Anne Haug: Grenzgängerin auf 400-Euro-Basis
Anne Haug geht im Triathlon an den Start – dabei schien Olympia vor einem Jahr noch unerreichbar für sie
MÜNCHEN An der Boje geht es am schlimmsten zu: Das Wasser spritzt, die Ellenbogen werden ausgefahren, Neoprenanzüge heimlich geöffnet, Schwimmbrillen vom Kopf geschlagen, Gegner einfach nach unten gedrückt. „Anfangs dachte ich, ich würde ertrinken”, erzählt Triathletin Anne Haug. Die 29 Jahre alte Münchnerin findet das rüpelhafte Verhalten ihrer Konkurrentinnen noch immer gewöhnungsbedürftig, „aber ich habe keine Angst mehr”.
Am 4. August um 9 Uhr soll Haug wieder ins Wasser springen, diesmal im Londoner Hyde Park: auf 1,5 Kilometern Schwimmen, 40 Kilometern Radfahren und 10 Kilometern Laufen geht es dann um olympisches Gold. Die 1,64 Meter kleine drahtige Sportlerin kann es noch immer nicht fassen, dass sie dabei ist. „Olympia, das ist das, wo ich den anderen im Fernsehen zusehe”, erinnert sich Haug, „und jetzt bin ich selber drin – irre!”

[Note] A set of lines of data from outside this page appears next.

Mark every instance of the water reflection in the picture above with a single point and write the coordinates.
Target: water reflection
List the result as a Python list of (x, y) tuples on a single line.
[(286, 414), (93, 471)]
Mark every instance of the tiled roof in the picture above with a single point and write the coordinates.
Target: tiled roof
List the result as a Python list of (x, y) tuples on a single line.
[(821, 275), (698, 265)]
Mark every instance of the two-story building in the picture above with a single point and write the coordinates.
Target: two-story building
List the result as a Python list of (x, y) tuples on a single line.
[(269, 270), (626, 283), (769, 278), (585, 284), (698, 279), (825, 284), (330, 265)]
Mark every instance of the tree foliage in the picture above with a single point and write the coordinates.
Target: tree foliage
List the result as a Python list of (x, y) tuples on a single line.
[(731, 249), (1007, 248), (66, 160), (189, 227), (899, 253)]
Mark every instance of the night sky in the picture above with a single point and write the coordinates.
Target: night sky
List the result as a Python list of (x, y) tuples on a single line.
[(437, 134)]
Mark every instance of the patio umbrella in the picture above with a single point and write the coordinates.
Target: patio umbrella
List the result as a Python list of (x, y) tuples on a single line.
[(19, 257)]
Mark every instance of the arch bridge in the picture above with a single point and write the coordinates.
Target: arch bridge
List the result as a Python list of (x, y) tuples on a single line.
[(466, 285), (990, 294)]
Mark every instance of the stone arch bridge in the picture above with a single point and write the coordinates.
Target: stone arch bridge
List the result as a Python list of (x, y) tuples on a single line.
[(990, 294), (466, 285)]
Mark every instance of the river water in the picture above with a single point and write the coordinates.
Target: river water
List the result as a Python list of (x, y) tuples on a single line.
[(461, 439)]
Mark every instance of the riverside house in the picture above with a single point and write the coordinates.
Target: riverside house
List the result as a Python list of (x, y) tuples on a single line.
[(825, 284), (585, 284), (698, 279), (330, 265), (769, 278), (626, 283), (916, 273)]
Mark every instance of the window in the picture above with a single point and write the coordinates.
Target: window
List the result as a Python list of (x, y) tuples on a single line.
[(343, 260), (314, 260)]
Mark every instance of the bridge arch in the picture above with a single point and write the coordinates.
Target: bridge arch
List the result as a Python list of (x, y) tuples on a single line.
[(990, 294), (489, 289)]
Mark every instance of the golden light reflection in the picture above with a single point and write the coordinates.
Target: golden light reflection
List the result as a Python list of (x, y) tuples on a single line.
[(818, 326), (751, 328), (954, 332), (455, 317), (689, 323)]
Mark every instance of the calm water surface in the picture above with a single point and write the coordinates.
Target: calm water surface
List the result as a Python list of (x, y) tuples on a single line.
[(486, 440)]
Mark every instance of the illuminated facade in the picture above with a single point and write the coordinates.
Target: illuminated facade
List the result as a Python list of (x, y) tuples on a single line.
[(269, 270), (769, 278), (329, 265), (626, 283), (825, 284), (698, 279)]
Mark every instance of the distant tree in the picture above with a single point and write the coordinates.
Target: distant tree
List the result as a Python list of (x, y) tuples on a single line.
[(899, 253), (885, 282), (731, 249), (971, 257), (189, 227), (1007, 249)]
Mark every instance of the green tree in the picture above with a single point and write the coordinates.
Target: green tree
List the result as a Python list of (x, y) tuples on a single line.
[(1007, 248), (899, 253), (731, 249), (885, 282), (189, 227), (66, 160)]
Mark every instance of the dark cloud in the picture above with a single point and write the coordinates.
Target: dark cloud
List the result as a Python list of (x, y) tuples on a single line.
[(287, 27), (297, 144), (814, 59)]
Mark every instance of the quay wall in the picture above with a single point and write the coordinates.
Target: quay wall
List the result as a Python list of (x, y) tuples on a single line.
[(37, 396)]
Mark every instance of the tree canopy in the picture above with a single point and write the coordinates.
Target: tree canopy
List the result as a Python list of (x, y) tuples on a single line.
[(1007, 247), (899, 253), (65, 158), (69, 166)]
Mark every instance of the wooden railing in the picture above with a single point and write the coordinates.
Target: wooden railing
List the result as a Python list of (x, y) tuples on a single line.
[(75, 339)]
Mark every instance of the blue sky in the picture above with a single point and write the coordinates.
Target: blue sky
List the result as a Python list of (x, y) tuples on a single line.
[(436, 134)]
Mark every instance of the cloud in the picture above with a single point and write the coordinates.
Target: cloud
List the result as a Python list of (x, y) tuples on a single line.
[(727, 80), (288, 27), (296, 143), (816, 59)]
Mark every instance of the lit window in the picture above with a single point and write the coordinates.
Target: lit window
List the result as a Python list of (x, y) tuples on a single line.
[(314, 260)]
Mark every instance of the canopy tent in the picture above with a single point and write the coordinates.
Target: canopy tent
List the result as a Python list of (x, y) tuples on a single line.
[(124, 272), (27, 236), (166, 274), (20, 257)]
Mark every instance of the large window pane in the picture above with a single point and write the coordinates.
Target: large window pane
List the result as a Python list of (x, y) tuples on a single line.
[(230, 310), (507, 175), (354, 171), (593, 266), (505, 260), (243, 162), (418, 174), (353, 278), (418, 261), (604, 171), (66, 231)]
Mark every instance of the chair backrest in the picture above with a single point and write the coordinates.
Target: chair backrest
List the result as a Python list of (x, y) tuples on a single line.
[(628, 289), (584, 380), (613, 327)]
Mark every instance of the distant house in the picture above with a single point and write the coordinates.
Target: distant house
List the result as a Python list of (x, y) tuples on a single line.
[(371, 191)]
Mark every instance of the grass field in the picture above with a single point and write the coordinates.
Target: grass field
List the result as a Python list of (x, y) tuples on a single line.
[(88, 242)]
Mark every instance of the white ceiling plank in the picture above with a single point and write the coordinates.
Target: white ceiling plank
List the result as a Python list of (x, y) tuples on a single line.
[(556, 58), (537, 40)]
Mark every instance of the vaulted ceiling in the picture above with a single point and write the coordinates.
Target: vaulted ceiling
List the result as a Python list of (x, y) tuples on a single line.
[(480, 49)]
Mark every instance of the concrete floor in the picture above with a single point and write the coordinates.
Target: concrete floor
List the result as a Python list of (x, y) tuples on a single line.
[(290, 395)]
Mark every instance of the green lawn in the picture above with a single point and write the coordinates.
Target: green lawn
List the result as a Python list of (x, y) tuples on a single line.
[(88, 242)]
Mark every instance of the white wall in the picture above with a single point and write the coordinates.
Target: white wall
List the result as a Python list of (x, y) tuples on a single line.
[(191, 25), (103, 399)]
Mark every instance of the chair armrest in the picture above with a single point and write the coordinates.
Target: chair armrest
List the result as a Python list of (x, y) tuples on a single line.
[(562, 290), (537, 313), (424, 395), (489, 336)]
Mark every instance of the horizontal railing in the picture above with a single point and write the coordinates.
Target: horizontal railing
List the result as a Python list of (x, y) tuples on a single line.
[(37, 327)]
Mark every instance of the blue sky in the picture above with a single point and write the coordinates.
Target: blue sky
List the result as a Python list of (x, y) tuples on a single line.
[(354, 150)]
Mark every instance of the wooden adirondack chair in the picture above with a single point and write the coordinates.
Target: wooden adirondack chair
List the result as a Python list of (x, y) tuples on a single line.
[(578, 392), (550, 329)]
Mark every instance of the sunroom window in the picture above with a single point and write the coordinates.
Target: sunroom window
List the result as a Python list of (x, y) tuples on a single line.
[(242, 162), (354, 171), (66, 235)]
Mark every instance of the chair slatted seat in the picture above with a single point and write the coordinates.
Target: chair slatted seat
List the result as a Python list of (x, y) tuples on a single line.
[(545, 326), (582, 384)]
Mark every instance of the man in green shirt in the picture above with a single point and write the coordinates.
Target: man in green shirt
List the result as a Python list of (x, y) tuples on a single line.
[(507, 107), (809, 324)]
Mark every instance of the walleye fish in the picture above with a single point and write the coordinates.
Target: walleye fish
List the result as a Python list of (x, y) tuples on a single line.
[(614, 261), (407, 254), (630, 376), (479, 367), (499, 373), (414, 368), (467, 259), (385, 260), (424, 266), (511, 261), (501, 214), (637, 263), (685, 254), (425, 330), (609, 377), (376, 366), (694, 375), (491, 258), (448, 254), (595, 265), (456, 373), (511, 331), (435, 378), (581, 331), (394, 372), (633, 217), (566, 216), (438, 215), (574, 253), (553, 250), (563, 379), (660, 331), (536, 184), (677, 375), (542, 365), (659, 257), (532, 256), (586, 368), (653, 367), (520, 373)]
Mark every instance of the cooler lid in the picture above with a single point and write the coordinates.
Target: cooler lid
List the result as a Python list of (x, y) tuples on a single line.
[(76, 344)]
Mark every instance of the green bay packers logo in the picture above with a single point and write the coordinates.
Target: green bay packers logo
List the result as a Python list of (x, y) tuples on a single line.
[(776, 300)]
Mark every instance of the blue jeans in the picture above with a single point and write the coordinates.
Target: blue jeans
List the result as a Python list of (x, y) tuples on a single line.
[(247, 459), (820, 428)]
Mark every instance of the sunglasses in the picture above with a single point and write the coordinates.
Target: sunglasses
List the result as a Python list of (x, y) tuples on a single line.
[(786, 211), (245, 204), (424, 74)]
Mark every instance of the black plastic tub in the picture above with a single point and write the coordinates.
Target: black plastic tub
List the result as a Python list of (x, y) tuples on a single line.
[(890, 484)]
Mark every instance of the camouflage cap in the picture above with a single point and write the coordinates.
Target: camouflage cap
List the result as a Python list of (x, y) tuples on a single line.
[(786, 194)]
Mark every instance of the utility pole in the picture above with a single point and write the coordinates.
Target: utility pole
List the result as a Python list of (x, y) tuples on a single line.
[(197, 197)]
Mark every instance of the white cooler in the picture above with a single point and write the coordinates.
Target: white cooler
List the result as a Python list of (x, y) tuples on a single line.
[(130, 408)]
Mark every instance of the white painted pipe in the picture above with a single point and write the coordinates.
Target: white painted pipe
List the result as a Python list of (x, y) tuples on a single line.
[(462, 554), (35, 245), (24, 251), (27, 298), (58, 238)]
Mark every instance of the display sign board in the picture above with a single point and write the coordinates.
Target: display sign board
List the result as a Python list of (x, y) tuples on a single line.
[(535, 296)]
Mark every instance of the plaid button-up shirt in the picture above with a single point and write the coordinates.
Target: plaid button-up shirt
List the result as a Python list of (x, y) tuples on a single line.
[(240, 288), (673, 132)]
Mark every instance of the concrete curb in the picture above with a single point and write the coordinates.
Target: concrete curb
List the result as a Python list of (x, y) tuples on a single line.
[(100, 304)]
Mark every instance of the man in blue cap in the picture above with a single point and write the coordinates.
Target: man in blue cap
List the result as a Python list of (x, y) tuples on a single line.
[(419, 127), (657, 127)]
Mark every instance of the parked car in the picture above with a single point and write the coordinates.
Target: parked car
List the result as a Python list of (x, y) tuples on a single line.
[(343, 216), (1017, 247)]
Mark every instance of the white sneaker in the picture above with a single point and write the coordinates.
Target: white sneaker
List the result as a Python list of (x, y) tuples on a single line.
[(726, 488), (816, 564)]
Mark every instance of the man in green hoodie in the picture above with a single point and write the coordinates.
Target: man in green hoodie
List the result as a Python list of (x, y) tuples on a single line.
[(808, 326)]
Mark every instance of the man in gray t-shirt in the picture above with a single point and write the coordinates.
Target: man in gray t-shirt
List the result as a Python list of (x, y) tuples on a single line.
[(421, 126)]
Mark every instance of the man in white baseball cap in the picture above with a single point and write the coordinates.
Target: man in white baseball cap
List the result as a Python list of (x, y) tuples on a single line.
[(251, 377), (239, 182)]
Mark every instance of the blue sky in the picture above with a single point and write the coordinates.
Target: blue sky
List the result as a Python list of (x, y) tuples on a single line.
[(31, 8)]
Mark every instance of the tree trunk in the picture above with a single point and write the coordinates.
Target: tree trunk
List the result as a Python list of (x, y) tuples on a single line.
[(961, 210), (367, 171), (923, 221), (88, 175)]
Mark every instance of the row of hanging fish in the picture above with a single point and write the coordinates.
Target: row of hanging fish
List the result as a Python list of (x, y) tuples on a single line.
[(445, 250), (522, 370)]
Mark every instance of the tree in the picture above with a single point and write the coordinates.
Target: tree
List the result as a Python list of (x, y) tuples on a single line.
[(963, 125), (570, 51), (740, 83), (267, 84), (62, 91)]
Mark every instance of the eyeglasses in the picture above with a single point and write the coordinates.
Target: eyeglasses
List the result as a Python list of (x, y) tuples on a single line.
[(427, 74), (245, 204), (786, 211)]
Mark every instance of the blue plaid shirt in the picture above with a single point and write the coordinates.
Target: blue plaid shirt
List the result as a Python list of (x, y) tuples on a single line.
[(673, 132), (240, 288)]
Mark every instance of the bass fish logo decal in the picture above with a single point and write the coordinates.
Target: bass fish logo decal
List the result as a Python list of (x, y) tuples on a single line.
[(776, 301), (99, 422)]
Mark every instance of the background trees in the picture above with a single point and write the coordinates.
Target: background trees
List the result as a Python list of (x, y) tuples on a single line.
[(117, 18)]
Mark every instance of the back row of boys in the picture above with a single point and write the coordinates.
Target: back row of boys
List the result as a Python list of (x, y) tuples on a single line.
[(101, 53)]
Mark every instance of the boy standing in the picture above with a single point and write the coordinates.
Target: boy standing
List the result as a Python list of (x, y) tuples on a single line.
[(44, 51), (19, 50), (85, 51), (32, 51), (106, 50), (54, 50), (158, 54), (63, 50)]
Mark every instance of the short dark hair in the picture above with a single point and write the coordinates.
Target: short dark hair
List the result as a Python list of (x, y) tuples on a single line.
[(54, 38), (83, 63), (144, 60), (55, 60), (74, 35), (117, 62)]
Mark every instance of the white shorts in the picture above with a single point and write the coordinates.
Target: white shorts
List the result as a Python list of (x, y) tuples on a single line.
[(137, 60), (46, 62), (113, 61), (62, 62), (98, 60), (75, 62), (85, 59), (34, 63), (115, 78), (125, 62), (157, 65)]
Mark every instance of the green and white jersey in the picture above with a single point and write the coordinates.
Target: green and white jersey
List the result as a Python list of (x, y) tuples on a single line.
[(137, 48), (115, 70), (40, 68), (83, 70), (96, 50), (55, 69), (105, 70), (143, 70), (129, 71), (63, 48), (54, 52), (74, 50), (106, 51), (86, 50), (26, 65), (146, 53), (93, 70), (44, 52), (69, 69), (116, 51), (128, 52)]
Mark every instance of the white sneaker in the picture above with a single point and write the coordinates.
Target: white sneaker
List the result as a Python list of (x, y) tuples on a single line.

Erst vor einem Jahr hat die diplomierte Sportwissenschaftlerin den Sprung in die Triathlon-Weltspitze geschafft – und dann alles auf eine Karte gesetzt. „Ich wollte unbedingt zu Olympia. Aber eigentlich war das ziemlich unrealistisch, weil ich in der Auftaktdisziplin noch zu weit von der Weltspitze entfernt war. Da habe ich innerhalb von zwei Wochen meinen Umzug nach Australien organisiert, um mich dort der Trainingsgruppe von Darren Smith anzuschließen. Ich wollte mir nicht vorwerfen lassen, dass ich nicht alles versucht habe.” Der Schwimm-Guru aus Canberra machte es möglich: Vor fünf Wochen wurde Haug beim WM-Rennen in Madrid Vierte, damit hatte sie die Qualifikationsnorm des Deutschen Olympischen Sportbundes erfüllt. „Sieben Monate hatte ich für diesen einen Tag gelebt”, sagt Haug, die bei den Wettkämpfen so wunderbar fokussiert schauen kann.
Doch es war auch eine finanzielle Anstrengung. Ohne die Unterstützung ihrer Eltern Günter und Lieselotte wäre Olympia nur ein Traum geblieben. „Ich bin ihnen so unendlich dankbar”, sagt Haug, „sie mussten einen stolzen vierstelligen Betrag dazuschießen.” Miete, Reisen, Trainer, Essen – das verschlingt viel Geld, „Sponsoren sind aber leider Mangelware”, sagt Haug. Von ihrem Verein, dem TV 1848 Erlangen, erhält sie pro Monat 400 Euro – und etwas Geld von der Sporthilfe. „Ich bewundere das, wenn ich sehe, wie meine Freunde mit ihren Berufen fest im Leben stehen”, sagt Haug.
Sie dagegen lebt ihren Traum. In den Schweizer Alpen, im Höhentrainingslager in Davos, bereitet sich die gebürtige Bayreutherin auf London vor. „Trainieren, essen, Physio, schlafen – um diese vier Dinge dreht sich oft mein ganzes Leben.” Morgens um zehn nach sechs geht es los, abends um halb zehn ist Schluss, dazwischen liegen drei Trainingseinheiten – manchmal kommt sich Anne Haug vor wie in einem Hamsterrad. „Ich bekomme Unterstützung von einem Psychologen, und von meinem Freund Beni. Er gibt mir seit 13 Jahren den nötigen Rückhalt”, erzählt sie. Die Psyche spielt beim Triathlon eine entscheidende Rolle. „Für den Sieg musst du bereit sein, alles zu geben und im Ziel sprichwörtlich tot umzufallen”, sagt Haug.
Sie ist eine Grenzgängerin zwischen Erfolg und Kollaps. In London wird sie es noch schwerer haben: „Die Radstrecke hat keinerlei Hügel, an denen ich an die Spitze heranfahren könnte. Im optimalsten Fall habe ich nur 40 Sekunden Rückstand, wenn ich aus dem Wasser komme”, sagt Haug, „daher setze ich mir lieber kein Ziel. Wenn ich am Start stehe, will ich einfach in der Form meines Lebens sein.”